È un giorno di pioggia e siamo diretti ad un fondo rivendicato da una comunità mapuche, loro la chiamano “recuperación”; recuperare la terra che gli è stata rubata con la violenza dallo Stato cileno nella seconda metà dell’ottocento; per i latifondisti e per le forze dell’ordine si tratta di usurpazione di proprietà privata.
Arriviamo e ad accoglierci c’è il Lonko. Ci sediamo all’interno della loro casa, fatta di lamiere e teli di plastica. All’interno fa freddo, c'è una vecchia lavatrice utilizzata come camino. Sotto i nostri piedi scorre un fiumiciattolo creato dalle forti piogge. Chiedo da quanto tempo vivono in queste condizioni, mi rispondono che sono qui da gennaio. Rimango sorpreso. Condividiamo un mate e un’ottima zuppa di fagioli. L’amore che si prova per questa celestiale comunità è racchiuso in un’unica persona: M., che ha deciso di dedicare la sua vita alla salvaguardia del territorio e della cultura Mapuche. Dopo il pranzo inizia a cantare in mapudunkun, la sua voce vibra potente nella stanza: "Noi siamo il popolo della terra e faremo di tutto per proteggerla".

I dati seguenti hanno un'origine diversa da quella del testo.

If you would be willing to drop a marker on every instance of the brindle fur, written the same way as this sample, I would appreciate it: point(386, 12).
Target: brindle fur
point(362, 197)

Stando qui mi accorgo di come le comunità mapuche possano insegnarci un altro modello di sviluppo: non estrattivista, ma basato sul rispetto della natura.
Dopo circa 150 anni di cieca fiducia nel paradigma positivista dell'ultimo secolo, è necessario un repentino cambio di approccio all'interno dei processi di globalizzazione economici e politici. Si tratta di un cambiamento che nasce dalla consapevolezza sempre maggiore di un sovra-sfruttamento diffuso delle risorse naturali. Le lotte per la terra sono sempre più frequenti. In Araucaria territori vastissimi sono destinati alla monocultura, ai fini di una produzione esasperata.

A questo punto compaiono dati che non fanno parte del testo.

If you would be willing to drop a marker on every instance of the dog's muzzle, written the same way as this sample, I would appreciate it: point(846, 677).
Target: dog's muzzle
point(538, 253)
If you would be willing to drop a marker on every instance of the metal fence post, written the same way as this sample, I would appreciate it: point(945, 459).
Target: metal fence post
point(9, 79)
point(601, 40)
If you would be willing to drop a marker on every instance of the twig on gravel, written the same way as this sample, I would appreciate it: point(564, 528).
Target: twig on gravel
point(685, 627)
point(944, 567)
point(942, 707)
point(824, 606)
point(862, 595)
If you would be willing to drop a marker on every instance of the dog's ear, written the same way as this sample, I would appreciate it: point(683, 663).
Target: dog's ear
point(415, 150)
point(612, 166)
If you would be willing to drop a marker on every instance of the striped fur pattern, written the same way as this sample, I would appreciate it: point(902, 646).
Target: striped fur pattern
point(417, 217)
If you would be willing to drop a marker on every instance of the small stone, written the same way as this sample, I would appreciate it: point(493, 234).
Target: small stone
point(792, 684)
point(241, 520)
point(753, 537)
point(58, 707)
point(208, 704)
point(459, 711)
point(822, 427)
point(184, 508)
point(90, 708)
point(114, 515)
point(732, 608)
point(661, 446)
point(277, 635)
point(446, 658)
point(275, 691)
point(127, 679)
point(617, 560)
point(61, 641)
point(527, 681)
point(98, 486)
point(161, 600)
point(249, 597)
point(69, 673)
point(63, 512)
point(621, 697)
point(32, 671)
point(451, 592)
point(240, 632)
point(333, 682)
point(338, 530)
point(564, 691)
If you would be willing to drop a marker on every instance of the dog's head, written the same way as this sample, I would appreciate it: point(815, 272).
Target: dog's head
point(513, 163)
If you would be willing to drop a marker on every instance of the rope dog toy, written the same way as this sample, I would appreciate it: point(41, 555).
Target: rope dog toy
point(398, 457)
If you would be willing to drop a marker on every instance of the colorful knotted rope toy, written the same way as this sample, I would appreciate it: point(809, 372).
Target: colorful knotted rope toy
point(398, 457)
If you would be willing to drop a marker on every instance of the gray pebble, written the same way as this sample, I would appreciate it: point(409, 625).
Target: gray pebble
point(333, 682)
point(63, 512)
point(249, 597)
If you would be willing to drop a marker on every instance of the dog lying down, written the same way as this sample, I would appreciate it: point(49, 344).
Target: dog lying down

Thomas Sankara disse: "Non è possibile fare un cambiamento radicale senza una certa dose di follia. In questo caso si tratta di non conformità: il coraggio di voltare le spalle alle vecchie formule". La follia di queste persone, che sopportano attacchi continui da parte dei carabineros e le intemperie atmosferiche, mi illumina.
Per uscire dalla crisi climatica dobbiamo sbarazzarci del mito della crescita. Quantomeno del concetto di “crescita” intesa come consumo, sfruttamento, distruzione.
Osservando l’essere umano, nel bene e nel male, mi ha sempre colpito il fatto che ogni singola persona, nel suo piccolo, può cambiare, può insegnarci e donarci qualcosa. Come un seme, che se curato e accolto potrà poi dare frutto. Sono sicuro che il seme di M. un giorno darà il frutto che lei desidera: a piccoli passi è possibile concretizzare anche ciò che sembra essere un'utopia.
Grazie, M., per avermi lasciato un senso profondo di responsabilità.